One Marbury, hey look, if you pass to your dumb **** teamates and they can't hit a ****ing shot, are you going to keep passing to them? **** no! I mean really it's ****ing pathetic to watch guys miss open look after open look after open look. I feel bad for Marbury this game, he had a handful in plannic and got no help not only that, but WHAT THE **** WAS TIM THOMAS ****ING PROBLEM, seriously Spike Lee would have defended better I have never ever wanted to reach through the tv and start swinging as much as Today WHAT THE ****.



ONLY ONE ****ING PLAYER CARED ABOUT THIS GAME AND WANTED TO PLAY D, The majority of the players on the court tonight didn't do ****. They came to watch and that sickens me to the core. 


Also, why are people pissed at shandon andersen he played well... for being who he is.

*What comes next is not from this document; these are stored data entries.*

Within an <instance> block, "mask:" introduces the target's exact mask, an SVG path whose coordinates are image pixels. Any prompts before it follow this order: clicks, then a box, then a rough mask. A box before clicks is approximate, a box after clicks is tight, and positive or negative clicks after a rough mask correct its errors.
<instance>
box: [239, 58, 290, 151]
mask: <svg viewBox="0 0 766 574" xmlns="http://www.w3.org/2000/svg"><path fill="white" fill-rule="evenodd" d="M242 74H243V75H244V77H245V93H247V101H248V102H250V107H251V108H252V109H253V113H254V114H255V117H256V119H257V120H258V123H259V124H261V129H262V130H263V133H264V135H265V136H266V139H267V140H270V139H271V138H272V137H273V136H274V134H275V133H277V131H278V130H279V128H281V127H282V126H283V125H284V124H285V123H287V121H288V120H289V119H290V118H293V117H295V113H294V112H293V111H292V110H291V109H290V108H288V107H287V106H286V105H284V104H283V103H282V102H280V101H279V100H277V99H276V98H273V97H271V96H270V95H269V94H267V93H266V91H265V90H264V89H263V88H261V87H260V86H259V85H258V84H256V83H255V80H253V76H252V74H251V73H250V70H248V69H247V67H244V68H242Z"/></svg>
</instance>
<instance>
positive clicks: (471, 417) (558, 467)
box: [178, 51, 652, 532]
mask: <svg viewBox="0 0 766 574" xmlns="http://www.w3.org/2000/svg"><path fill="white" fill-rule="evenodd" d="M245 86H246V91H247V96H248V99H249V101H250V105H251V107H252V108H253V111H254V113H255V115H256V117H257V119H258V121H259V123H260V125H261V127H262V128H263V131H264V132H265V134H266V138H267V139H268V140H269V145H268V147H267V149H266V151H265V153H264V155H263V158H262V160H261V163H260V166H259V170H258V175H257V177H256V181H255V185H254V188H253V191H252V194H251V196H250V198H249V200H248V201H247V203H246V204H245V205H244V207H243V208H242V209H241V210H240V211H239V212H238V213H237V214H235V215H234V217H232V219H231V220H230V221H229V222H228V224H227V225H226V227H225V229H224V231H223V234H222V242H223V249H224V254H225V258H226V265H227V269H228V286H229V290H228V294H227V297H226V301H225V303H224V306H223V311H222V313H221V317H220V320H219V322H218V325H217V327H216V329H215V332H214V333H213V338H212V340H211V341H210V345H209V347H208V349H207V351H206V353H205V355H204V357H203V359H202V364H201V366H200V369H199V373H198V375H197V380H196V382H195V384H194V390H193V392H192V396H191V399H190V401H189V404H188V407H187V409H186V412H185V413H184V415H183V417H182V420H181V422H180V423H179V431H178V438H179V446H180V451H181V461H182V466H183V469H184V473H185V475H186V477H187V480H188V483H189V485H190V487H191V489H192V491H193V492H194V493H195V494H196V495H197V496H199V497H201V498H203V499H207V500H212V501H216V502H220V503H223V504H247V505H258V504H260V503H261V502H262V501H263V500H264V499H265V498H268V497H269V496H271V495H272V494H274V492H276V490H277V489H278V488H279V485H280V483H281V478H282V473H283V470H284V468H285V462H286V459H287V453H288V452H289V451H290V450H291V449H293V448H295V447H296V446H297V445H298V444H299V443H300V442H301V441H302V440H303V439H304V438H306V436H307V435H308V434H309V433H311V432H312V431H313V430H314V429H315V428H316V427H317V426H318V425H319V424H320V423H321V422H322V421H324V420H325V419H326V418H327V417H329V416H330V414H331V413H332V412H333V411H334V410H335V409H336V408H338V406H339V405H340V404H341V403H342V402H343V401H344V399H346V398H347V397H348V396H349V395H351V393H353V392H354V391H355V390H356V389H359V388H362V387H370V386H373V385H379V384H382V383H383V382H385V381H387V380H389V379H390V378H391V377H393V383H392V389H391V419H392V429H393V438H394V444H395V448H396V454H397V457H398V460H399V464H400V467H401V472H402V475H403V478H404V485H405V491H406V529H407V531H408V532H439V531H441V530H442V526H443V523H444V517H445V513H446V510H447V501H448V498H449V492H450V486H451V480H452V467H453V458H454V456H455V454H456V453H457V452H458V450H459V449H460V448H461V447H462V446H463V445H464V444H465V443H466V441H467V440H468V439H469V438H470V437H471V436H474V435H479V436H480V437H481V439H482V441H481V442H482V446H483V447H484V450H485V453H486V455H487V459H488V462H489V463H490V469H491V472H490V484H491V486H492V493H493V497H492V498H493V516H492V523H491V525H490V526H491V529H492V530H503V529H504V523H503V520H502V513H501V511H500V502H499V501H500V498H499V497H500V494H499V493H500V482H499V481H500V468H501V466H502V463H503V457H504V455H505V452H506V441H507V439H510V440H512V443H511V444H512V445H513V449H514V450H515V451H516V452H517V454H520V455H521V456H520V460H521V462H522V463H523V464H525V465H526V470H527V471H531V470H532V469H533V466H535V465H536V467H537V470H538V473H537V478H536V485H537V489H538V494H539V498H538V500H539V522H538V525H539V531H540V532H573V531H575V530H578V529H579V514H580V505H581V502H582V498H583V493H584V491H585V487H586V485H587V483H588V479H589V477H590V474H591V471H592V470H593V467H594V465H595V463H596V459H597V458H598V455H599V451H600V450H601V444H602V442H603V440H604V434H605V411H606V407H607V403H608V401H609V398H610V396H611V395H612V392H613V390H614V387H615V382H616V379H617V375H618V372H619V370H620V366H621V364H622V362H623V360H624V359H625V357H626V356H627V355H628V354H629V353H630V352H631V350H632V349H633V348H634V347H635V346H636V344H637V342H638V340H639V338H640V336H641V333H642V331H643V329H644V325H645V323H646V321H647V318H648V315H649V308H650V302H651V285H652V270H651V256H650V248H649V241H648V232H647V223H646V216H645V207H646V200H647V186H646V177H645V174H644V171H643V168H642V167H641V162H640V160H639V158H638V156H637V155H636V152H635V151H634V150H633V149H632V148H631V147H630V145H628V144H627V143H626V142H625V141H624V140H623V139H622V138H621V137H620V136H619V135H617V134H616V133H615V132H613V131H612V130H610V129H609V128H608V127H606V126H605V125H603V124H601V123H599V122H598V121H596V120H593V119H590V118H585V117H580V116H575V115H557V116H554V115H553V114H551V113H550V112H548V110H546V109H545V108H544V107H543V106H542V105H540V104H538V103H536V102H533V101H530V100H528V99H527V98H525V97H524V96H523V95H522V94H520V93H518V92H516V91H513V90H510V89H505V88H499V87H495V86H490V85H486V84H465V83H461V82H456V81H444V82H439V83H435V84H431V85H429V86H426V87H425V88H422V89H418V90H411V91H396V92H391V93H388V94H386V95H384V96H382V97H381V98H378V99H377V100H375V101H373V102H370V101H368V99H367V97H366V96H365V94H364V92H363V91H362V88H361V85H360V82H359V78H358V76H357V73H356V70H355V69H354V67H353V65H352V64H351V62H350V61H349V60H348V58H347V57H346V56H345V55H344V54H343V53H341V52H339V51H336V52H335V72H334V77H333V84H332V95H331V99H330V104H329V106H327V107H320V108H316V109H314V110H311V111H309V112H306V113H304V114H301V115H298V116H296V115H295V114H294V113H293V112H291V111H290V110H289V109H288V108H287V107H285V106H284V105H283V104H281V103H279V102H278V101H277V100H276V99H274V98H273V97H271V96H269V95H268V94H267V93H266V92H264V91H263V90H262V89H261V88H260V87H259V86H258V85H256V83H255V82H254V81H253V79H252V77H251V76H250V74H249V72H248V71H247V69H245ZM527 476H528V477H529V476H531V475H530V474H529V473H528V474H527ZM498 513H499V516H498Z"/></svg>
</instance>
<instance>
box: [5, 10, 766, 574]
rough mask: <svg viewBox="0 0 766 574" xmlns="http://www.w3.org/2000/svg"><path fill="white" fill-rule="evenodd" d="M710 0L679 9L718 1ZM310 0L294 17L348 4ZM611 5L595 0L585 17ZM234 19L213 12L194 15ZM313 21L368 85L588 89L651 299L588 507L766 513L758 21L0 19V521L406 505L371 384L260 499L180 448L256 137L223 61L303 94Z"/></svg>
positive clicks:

Anyway I am so ****ing mad about this ****, I mean you all saw that boston won right?


----------



## Knicksbiggestfan (Apr 29, 2003)

After this loss I pray for a coach that's a friggin task master, someone who when he sees players pulling this type of lackadaisical crap takes a bat out in the lockerroom and starts swinging.


----------



## JT (Mar 1, 2004)

haha i agree lenny does sometimes look like the buddha master out there. i can just imagine it now...
lenny: you must not strain against the water, but rather you must flow with it.
starbury: you talkin about h2o, and we down by 26?


----------



## The True Essence (May 26, 2003)

"Mike Sweetney
2 points, 1-7 FG, 3 turnovers, 2 offensive boards, 11 minutes"

well alot of that was in the extended period of garbage time.

Again the Marbury theory comes back. When he shoots well we win, if not we lose. And yeah, tim thomas needs to get on the defensive glass.


----------



## Rashidi (Oct 2, 2003)

I thought it was kinda funny that TT took more shots than Marbury, Marbury grabbed more rebounds than TT, and KT led the team in assists.



> By the time people starting catching a little net, the game was already decided.


No, the game was decided in the 2nd quarter, when the Knicks couldn't inbound the ball and the Nets went up by 10 on easy layups and turnovers. I don't recall any part of the game where the Knicks were "catching net".


----------



## truth (Jul 16, 2002)

> After this loss I pray for a coach that's a friggin task master, someone who when he sees players pulling this type of lackadaisical crap takes a bat out in the lockerroom and starts swinging.



Rashidi,no offense your stats are good but you are missing the boat here..there is enough talent on this team,except for a defensive presense in the middle..

KBF is dead right..This team is soft and they always come out flat..Lenny is the wrong coach for this team..He is no Hubie Brown,and its obvious..

These guys need a taskmaster,and if that means benching TT or anyone else,so be itlast nights game was inexcusable,and you will see the difference between IT and layden shortly..Layden is a loyal guy who stuck with Chaney...IT is a snake who will NOT tolerate this..You will see


----------